Ongoing modernisation of electricity transmission cables, albeit at a sluggish pace, will put the country in a strong position to attract global industrial giants, the national electricity transmission system says.
This will be in line with the manufacturing pillar under the Big Four Agenda – which also includes food security, affordable housing and universal healthcare – in President Uhuru Kenyatta’s legacy term which has about four years to run.
“For you to encourage big manufacturing firms such as steel mills to set up, they need to be assured of reliable and stable power.
"That assurance can only be achieved by having a national grid that is stable,” Ketraco chief executive Fernandes Barasa told the Smart Company.
“Ketraco comes in as an enabler to provide a reliable and stable national grid, which basically is achieved by constructing high-voltage transmission lines. Large steel manufacturers will now afford to come and set up their factories in Kenya especially in areas where the line is 400 kilovolt (kV).”
4,000km power lines
About 4,000 kilometres of modern power lines will have been switched on by 2022, he said, adding this will improve reliability of electricity supply – a key attraction for energy intensive industries such as those in steel, machinery and chemical manufacturers.
“Once done, they will be a game changer. Issues about reliability will be a thing of the past and we will be discussing about demand because infrastructure will be there,” the Ketraco chief said.
“I normally refer to energy projects as reverse-economics where you provide infrastructure and then demand is dictated by supply. You supply infrastructure and then demand will definitely be created because investors want to see infrastructure being created and that’s when they can be encouraged to set up factories.”
Kenya has an installed capacity of 2,336 megawatts (MW) against a peak demand of 1,770MW (as of last January), statistics from Electricity Regulatory Commission (ERC) showed earlier in the year, leaving a reserve capacity 566MW.
The reserve is tapped during emergency situations such as when several electricity plants are taken off the national grid for maintenance or breakdowns.
Implementation of the high-voltage projects of 132kV, 220kV and 400kV capacity has, however, been marred by lengthy delays which have seen taxpayers slapped with hefty penalties for idle capacity in cases where private developers are involved.
The challenges range from high compensation fees for way leaves, which sometimes end up in court, to delayed cash disbursements by the Treasury due to competing priority funding areas, Mr Barasa said.
“One of the biggest challenge is wayleave acquisition where landowners are demanding exorbitant compensations as much as 10 times more than the market value,” he said.
The agency, he said, has come up with a plan where it seeks to sign agreements with claimants to stagger compensation, a strategy he says is working for the 60-kilometre, 132kV Eldoret-kitale line.
Costly delays have, however, been experienced on the 428-kilometre, 400kV Loyiangalani-Suswa line meant to evacuate power from the 300MW Lake Turkana wind farm in Marsabit at a cost of Sh5.7 billion.

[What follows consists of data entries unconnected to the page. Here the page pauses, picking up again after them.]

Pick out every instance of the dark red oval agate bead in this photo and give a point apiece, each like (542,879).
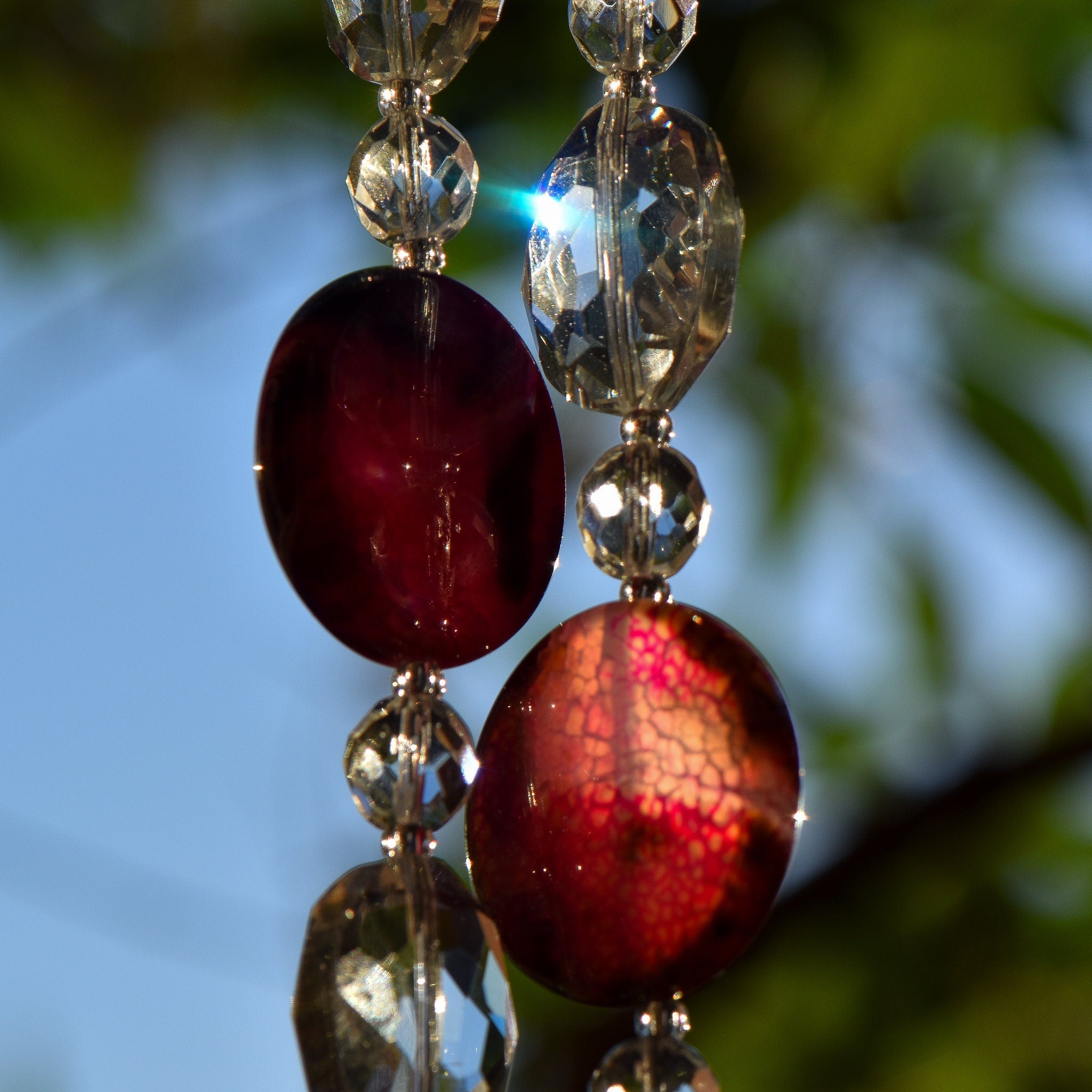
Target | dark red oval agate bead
(410,468)
(633,815)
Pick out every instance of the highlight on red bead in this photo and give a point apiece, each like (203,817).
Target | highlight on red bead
(410,468)
(633,814)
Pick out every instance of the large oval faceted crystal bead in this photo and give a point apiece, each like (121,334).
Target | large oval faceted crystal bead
(631,263)
(392,948)
(413,177)
(410,468)
(439,36)
(657,32)
(635,809)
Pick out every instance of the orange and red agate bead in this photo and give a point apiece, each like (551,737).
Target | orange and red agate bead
(635,810)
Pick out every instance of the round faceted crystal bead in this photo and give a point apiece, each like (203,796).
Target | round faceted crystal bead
(392,948)
(410,762)
(631,263)
(654,1064)
(632,35)
(391,39)
(410,468)
(632,818)
(643,511)
(413,177)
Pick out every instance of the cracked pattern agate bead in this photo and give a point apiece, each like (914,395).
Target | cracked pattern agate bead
(410,468)
(633,814)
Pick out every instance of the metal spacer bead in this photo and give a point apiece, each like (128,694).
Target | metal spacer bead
(419,678)
(407,842)
(648,425)
(400,95)
(424,255)
(629,85)
(663,1018)
(646,588)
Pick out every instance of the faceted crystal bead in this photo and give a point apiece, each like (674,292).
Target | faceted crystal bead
(413,177)
(435,41)
(632,35)
(633,815)
(410,468)
(643,511)
(631,262)
(411,762)
(392,948)
(654,1064)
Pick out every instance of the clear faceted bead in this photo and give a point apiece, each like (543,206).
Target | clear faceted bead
(643,511)
(653,1064)
(410,762)
(632,35)
(394,948)
(631,263)
(413,177)
(395,39)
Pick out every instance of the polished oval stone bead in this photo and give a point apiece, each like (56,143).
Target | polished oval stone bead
(410,468)
(390,948)
(633,814)
(647,188)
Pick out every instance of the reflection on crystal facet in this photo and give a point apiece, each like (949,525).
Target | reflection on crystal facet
(413,177)
(656,1064)
(650,191)
(643,511)
(661,32)
(392,947)
(410,762)
(443,34)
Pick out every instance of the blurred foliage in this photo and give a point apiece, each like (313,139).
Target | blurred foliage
(952,948)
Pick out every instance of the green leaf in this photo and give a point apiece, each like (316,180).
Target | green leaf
(1028,449)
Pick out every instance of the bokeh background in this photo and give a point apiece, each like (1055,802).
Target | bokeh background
(897,443)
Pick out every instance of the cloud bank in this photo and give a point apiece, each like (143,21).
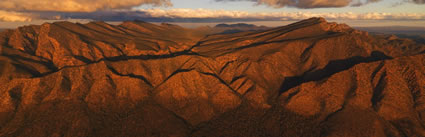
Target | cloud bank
(225,14)
(308,4)
(75,5)
(206,15)
(9,16)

Any further delays on the project – whose initial contractor Grupo Isolux Corsan of Spain was declared insolvent in August 2017 – beyond August will see taxpayers pay additional Sh1 billion monthly for idle capacity, cash which will be recovered from electricity bills to households and businesses.
The only high-voltage project completed is the 400kV Suswa-Isinya-Rabai transmission line, commonly referred to as the Nairobi-Mombasa line, which was commissioned by President Kenyatta last August, enabling evacuation of cheaper geothermal power from Naivasha to Mombasa.
The 480-kilometre project, initially designed as 200Kv line before being revised, faced delays since construction started in August 2011 at an initial budget of $140 million (Sh14.22 billion under current exchange rates).
However, the energy regulator says the Lake Turkana Wind Power project is expected to be connected to the national grid by September this year following hand over to a Chinese contractor to set up the remaining section of high voltage wires for evacuation of the green energy.
According to the Energy Regulatory Commission Director General Pavel Oimeke, delays of the project are attributed to challenges that faced Spanish companies forcing the government to resort to another contractor who has committed to complete the project within the next three months.